Na visita ao CAPSI, fui recebida pelo psicólogo que atua no serviço, referindo ser a demanda de caráter espontâneo ou através de encaminhamentos da UBS ou da justiça, em se tratando de menor infrator. O menor faz um acolhimento com um membro da equipe multiprofissional rotativamente composta pelo psicólogo, terapeuta ocupacional, assistente social, educador social, enfermeira, farmacêutico e o médico psiquiatra. São oferecidos lanches de acordo com a necessidade do tempo de permanência do usuário. O atendimento de usuários residentes de outro município é realizado em conjunto com o psicólogo da localidade através de referência e contra referência.
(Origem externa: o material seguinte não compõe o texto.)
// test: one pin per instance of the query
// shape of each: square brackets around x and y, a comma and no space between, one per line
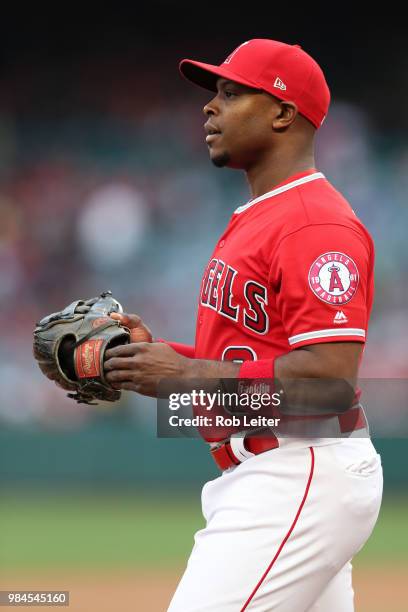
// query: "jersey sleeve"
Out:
[322,277]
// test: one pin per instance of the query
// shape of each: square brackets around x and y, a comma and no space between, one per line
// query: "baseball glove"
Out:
[70,347]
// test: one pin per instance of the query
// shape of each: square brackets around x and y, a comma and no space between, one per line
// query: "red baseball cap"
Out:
[285,71]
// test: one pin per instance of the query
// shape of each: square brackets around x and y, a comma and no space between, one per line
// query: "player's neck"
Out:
[271,172]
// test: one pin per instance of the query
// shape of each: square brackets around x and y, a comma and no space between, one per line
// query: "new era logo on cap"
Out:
[279,84]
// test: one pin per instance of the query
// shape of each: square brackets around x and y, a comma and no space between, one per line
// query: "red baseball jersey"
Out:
[293,267]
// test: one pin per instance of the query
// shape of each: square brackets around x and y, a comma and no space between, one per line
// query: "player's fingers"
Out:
[119,363]
[118,376]
[124,350]
[129,320]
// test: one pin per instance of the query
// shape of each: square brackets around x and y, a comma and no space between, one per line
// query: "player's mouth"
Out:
[212,132]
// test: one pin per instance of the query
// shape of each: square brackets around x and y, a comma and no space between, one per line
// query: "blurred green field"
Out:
[123,531]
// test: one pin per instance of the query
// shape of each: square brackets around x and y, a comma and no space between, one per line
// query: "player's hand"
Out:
[139,332]
[140,366]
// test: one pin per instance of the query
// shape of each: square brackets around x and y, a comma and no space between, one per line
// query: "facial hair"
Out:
[221,160]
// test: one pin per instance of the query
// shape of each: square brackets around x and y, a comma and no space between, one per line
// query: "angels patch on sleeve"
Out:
[333,277]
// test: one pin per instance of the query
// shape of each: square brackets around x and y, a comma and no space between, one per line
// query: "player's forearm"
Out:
[314,380]
[187,350]
[312,383]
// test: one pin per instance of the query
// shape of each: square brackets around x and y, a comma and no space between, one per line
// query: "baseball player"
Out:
[286,294]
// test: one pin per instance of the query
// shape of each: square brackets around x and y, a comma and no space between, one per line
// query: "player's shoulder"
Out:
[317,203]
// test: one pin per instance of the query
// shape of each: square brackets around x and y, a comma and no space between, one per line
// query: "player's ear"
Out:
[285,116]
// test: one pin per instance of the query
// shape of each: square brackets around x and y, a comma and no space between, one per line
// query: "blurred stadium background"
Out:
[105,183]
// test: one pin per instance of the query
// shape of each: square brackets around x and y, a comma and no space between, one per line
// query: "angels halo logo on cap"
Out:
[333,278]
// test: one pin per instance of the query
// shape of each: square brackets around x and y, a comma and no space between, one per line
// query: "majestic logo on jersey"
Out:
[333,278]
[340,318]
[279,84]
[219,292]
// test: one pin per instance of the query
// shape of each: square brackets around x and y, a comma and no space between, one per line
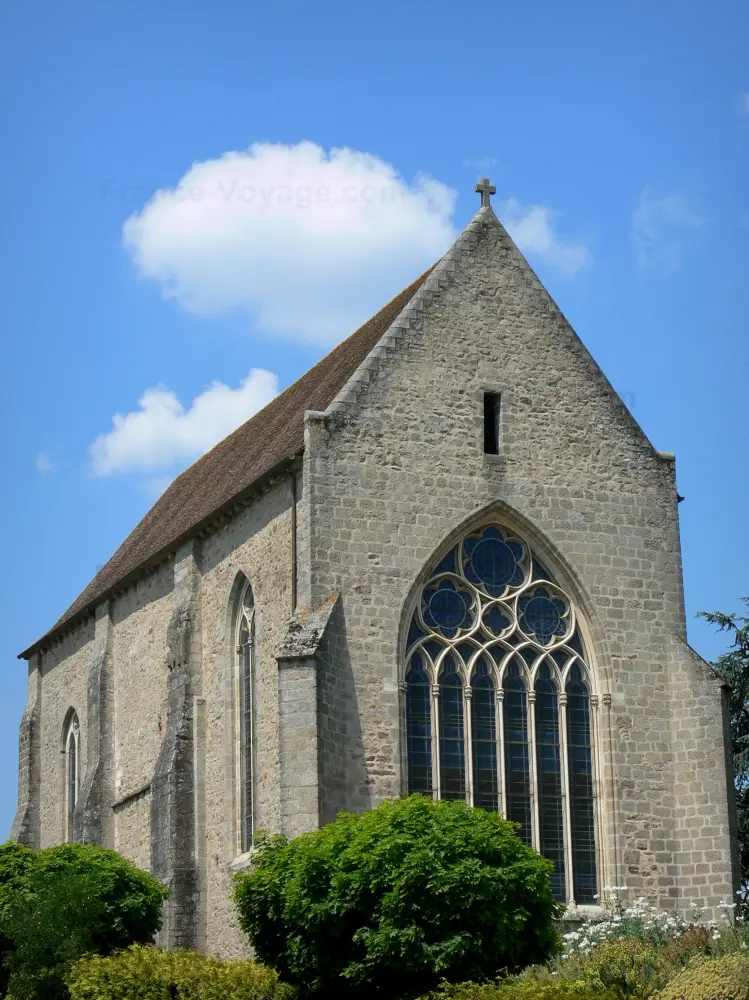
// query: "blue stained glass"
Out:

Não há leitos e em caso de urgência o usuário é encaminhado ao Pronto Atendimento Infantil (PAI). Existem atualmente 4.541 usuários cadastrados com período de funcionamento de 8 horas por dia de segunda a sexta-feira. O NASF funciona rotativamente em relação às UBS de nosso município e na minha unidade ocorre toda quinta-feira. Nos intervalos são agendadas as demandas pelas ESF identificadas pelos membros da equipe e o usuário é encaminhado à sala de Educação em Saúde da UBS para que seja feito seu agendamento. O atendimento é registrado em prontuário único do usuário.
Referências
CORREIA, V. R.; BARROS, S.; COLVERO, L. A.; Saúde Mental na Atenção Básica: Prática da Equipe de saúde da Família. Rev. Esc. Enferm USP, 2011; 45 (6): 1501 – 6;
MOLINER, J.; LOPES, S. M. B.; Saúde Mental na Atenção Básica: Possibilidades para uma Prática Voltada para a Ampliação e Integralidade da Saúde Mental. Saúde Soc. São Paulo, v. 22, n. 4, p. 1072 – 1083, 2013;
POÇO, J. L. C.; A Inserção da Saúde Mental na atenção Primária à Saúde em um Sistema de referência e contra – referência – O Caso da UBS Paulo Roberto Spawen – SUS/Juiz de Fora, 2005.